Posted on November 12, 2006

Cooking and eating are, for me, two very distinctly seperate pleasures. Queerly enough, the detached tranquility that creativity in the kitchen confers upon me is infrequently accompanied by a desire to eat what has been created. In my little world, the inspiration to cook usually begins with hunger (or, at least the realization that I must eat something), and once I’ve triangulated precisely what my palate desires, laboring painstakingly for hours over the smallest details is a thing I involuntarily wallow in. I rarely eat in restaurants, and everything I cook for myself is wrought almost entirely from scratch. Resultantly, I get lost in the focus of flavor orchestration and become blissfully removed. But once the idea is consummated, I’m usually sated by the work itself.

I suppose it’s for this reason that I’m primarily wont to concoct numbingly simple preparations when I’m truly hungry. If it’s a quick dish, it should have no more than four ingredients and be cooked in a single vessel. Smoked, stewed, braised, and simmered dishes work out well too, even if they’re a little more involved. After thirty minutes of prep, I can leave the heap to cook for a few hours and be truly ravenous when the transformation into food is complete.

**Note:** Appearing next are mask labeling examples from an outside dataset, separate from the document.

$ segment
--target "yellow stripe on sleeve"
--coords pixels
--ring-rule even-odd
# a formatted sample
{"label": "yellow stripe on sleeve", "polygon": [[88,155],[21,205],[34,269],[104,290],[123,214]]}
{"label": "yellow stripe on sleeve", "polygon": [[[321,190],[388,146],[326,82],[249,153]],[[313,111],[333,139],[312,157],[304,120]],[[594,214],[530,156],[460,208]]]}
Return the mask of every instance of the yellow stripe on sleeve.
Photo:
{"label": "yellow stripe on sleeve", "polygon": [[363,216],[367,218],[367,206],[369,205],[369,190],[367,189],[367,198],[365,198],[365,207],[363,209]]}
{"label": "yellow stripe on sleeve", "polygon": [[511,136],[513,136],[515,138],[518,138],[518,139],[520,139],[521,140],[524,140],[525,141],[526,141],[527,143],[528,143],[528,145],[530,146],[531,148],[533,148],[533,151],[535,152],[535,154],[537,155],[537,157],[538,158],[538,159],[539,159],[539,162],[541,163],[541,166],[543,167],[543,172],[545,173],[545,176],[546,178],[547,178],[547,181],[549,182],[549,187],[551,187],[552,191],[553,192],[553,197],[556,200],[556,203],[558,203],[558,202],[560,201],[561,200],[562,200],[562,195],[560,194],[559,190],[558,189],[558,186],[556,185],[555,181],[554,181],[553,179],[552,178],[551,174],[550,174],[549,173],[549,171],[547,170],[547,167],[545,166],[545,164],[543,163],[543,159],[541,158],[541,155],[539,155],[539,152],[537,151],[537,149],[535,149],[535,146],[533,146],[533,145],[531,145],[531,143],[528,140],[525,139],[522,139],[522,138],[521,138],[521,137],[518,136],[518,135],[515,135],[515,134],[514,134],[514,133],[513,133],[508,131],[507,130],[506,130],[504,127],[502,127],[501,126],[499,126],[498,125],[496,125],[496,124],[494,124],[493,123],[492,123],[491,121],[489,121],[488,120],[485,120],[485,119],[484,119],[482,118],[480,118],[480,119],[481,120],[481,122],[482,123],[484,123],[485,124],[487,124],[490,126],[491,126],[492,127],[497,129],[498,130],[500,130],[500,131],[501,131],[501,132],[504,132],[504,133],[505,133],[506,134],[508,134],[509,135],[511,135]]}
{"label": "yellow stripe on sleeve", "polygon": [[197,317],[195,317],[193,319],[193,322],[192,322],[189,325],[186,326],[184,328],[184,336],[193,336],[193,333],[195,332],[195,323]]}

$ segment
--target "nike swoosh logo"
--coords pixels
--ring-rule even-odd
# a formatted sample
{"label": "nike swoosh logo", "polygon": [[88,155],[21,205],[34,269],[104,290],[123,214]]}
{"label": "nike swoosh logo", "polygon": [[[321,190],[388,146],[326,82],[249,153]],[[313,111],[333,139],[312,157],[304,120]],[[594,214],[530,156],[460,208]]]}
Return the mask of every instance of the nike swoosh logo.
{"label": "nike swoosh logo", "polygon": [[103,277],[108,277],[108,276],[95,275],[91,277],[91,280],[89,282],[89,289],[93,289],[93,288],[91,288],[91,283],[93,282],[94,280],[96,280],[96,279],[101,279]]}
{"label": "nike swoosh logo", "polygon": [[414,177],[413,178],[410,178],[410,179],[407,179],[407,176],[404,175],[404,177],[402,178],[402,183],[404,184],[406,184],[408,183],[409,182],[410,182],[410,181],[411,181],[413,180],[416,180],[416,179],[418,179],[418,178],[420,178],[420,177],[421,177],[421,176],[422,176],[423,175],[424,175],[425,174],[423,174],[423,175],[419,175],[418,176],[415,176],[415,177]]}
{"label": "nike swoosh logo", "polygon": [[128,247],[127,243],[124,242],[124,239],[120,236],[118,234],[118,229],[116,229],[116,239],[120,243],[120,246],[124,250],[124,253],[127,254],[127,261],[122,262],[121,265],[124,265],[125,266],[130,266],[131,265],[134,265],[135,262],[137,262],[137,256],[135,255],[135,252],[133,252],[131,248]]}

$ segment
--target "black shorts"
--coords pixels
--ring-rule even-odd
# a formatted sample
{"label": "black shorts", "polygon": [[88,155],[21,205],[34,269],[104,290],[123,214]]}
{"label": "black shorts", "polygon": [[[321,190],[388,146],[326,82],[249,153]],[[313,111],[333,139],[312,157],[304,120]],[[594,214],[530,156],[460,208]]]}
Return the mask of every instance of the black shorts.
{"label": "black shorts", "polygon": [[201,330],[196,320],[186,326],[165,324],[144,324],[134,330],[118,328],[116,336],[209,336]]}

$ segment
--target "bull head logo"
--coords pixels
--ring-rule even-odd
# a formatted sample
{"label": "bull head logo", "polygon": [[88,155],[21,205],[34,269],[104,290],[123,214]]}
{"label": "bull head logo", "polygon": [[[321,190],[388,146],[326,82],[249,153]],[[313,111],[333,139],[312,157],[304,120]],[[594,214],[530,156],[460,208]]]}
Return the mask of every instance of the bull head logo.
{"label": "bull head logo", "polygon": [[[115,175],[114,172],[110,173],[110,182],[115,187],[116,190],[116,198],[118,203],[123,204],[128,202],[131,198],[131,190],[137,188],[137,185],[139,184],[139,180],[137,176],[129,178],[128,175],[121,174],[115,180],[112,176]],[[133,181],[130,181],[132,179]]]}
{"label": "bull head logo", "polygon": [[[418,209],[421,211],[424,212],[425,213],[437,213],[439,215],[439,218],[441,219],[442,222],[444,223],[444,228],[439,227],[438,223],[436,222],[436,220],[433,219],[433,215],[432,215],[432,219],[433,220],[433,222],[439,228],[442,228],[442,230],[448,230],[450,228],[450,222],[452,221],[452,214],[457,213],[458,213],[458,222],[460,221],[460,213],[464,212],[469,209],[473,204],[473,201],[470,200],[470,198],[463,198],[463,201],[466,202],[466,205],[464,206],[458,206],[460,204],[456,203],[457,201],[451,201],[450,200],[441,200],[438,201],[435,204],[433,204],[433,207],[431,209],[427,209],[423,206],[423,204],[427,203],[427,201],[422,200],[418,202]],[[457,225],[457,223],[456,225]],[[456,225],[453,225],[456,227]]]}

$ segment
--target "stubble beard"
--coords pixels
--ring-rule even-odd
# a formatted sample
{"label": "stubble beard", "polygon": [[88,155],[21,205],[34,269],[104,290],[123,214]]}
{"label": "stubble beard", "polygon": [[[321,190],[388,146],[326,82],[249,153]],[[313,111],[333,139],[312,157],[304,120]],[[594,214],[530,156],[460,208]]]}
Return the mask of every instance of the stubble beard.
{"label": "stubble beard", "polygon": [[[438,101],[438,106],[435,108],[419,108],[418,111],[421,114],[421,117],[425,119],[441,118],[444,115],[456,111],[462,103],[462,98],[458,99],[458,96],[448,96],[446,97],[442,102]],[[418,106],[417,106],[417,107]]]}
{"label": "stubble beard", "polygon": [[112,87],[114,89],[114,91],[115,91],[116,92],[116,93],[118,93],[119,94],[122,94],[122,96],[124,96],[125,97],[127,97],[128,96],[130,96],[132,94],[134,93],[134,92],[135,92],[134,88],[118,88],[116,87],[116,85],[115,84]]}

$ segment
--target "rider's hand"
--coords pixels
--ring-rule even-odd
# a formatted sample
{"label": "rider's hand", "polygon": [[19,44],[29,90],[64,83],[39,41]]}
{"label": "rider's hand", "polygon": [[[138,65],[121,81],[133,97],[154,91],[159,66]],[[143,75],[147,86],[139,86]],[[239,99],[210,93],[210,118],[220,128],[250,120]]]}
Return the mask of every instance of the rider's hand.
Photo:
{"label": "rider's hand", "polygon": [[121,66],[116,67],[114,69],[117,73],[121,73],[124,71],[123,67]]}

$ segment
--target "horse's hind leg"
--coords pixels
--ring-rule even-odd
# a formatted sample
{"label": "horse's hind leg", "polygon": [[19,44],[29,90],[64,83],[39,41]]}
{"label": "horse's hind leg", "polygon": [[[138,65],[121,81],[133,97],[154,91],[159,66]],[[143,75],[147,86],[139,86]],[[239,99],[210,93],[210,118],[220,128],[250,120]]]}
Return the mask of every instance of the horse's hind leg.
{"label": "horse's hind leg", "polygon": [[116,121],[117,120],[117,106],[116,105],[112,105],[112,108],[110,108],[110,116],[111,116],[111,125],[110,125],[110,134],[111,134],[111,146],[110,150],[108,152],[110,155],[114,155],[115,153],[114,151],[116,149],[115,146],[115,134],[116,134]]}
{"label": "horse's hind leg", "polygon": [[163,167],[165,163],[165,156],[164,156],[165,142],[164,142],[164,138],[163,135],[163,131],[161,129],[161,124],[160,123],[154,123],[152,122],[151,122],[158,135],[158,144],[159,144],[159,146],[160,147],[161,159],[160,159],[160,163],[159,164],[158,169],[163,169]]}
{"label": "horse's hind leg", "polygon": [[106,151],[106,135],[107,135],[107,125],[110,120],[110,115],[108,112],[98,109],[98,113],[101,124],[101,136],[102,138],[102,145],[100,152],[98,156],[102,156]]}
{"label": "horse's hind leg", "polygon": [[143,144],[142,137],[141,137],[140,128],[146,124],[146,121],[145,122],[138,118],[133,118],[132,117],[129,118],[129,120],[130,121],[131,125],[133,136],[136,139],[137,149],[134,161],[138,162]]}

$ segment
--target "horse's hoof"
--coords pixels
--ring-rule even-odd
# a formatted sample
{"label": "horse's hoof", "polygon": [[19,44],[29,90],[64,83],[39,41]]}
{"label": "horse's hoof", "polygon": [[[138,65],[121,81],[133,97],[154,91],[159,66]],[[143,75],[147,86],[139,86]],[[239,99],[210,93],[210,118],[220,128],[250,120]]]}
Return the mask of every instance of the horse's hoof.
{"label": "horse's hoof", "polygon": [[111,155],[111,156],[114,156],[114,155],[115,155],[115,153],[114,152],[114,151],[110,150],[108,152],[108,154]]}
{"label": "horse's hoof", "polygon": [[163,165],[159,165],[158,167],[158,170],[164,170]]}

The best strategies are often just as doomed for failure as the worst.

How a preparation as simple and normally expedient as bruschetta can suddenly occupy two hours of a truly hungry person’s time is beyond me, but it happened. The result occupies the plate in the image here.

seabiscuits.jpg

I’ll tell you what went into it when I’ve recovered the time I wasted writing what you read above.